Son père, Jean Bertin, était un pionnier de la photo aérienne. Il travailla pendant 5 ans comme opérateur photo à la Compagnie aérienne française en Indochine. Il fut l’une des figures de l’Aéroclub de Mantes après la guerre. En 1950, dans les hangars de l’aérodrome, il reçut la Légion d’honneur en présence de Pierre Clostermann et du général de brigade Emile Ginas, deux héros de l’aviation, compagnons de la Libération.
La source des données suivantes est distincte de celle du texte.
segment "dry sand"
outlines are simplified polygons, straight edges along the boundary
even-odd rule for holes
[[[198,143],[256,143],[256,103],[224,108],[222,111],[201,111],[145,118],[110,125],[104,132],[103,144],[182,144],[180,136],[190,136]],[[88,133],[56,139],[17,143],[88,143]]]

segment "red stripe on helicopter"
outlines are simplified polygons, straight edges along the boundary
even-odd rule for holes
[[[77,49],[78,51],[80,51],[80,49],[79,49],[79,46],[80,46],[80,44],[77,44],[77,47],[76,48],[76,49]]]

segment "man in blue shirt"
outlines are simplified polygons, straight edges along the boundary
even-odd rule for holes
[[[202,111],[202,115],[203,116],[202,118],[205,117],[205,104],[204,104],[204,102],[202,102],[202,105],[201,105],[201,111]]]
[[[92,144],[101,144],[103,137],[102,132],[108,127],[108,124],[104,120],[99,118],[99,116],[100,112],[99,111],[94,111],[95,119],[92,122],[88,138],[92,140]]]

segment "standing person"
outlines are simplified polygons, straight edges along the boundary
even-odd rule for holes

Inauguré en 1933 En vol sur le dos au-dessus de Gassicourt
Adolescent, Claude Bertin passait son temps libre à l’aérodrome. « Mais mon père m’avait interdit de monter dans un avion. Il faut dire que c’était folklorique. C’était à celui laisserait le sillage le plus gros en vol sur le dos audessus des champs de Gassicourt », raconte-il. Mais un gros point de suspension plane déjà sur l’avenir de l’aérodrome. Le 14 juin 1954, le conseil municipal décidé d’acquérir le terrain d’aviation. Dans la perspective d’y construire des logements, ce qui serait plus tard le Val Fourré. En décembre de la même année, le maire Jean-Paul David précise « qu’il ne voit aucun inconvénient à ce que l’aérodrome subsiste en attendant son déclassement ».
Les activités se poursuivront jusqu’au début des années soixante avant que les aviateurs n’aillent voler vers d’autres cieux. Le vol à voile s’installera à Chérence et l’aéro-club de Mantes prendra ses quartiers à l’aérodrome des Mureaux.